Especially astounding, he added, is the “unconfirmed report” cited in SJPD’s after-action review about the U-Haul vans—another NCRIC rumor presented as a serious threat.
“There is no difference between repeating this easily debunked rumor and the current QAnon conspiracy theory that the fires on Oregon were started by antifa,” Mayfield told San Jose Inside. “But it is not a surprise that Chief Garcia repeats this lie when one looks at his list of ... sources of ‘intelligence.’”
Meanwhile, SJPD seemed to shrug off NCRIC alerts about right-wing violence, such as a trend of vehicle-ramming that emerged in response to the George Floyd protests.
When a 19-year-old named Cole Rochlitz struck a protester with his SUV and ran over another’s legs on May 29 while careening down Third Street (an incident captured on video and viewed by thousands on YouTube), police cited him for reckless driving and released him. According to remarks from Capt. Dwyer at press events and a City Council meeting just this week, police seemed to accept Rochlitz’s claim that he only sped through a throng of pedestrians because he was scared.
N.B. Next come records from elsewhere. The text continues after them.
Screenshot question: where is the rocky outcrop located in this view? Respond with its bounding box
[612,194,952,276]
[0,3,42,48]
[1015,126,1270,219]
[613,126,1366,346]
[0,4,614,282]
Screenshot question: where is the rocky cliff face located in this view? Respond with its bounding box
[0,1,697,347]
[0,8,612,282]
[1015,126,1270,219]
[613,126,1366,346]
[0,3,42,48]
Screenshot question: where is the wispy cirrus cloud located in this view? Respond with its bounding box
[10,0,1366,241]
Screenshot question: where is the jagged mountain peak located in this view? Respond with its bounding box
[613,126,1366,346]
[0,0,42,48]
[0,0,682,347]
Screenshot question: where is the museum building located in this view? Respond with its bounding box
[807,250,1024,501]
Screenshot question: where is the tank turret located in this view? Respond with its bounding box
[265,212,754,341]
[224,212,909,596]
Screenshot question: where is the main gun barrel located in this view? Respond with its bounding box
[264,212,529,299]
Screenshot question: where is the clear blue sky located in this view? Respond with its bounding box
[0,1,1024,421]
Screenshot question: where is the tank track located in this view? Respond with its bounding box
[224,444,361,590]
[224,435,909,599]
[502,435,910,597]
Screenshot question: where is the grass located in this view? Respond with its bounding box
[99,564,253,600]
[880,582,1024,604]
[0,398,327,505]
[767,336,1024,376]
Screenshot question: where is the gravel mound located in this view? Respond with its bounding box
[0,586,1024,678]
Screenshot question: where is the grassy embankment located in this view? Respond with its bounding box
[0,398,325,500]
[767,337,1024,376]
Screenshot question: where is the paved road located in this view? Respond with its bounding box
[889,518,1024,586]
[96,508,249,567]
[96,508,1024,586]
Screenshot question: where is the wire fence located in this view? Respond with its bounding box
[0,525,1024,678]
“There was one documented one where the crowd went after an individual in a four-runner—that was the car that was left burning on Third and Santa Clara—we had to rescue that individual,” Dwyer said in response to Councilman Lan Diep asking whether SJPD observed any attacks on protesters.
Mayfield, who’s representing one of the protesters struck by Rochlitz, took umbrage with Dwyer using language suggesting Rochlitz’s innocence.
“In this case, a 19-year-old individual with a Facebook and Twitter history of right-wing, pro-police, anti-Black Lives Matter posts is seen on multiple video available on YouTube intentionally hitting two protestors and actually running over one protestors, severely breaking her leg,” Mayfield says. “Are the police incapable of doing a basic background check on the right-wing young man they cited and released?”
Police submitted the referred the case to the Santa Clara County District Attorney’s Office, which has yet to determine whether to prosecute Rochlitz. Based on repeated statements by San Jose police about the incident being defensive, however, it’s unlikely they recommended anything beyond a reckless driving charge.
BlueLeaks shows how fusion centers during the uprisings that swept the nation this year repeated the same patterns flagged in the 2012 Senate probe. Instead of relying on their own reconnaissance, federal agencies parroted secondhand reports and online chatter.
The disinformation left local cops more vigilant about Black Lives Matter than reactionary violence, and more panicked than prepared for an age of discontent.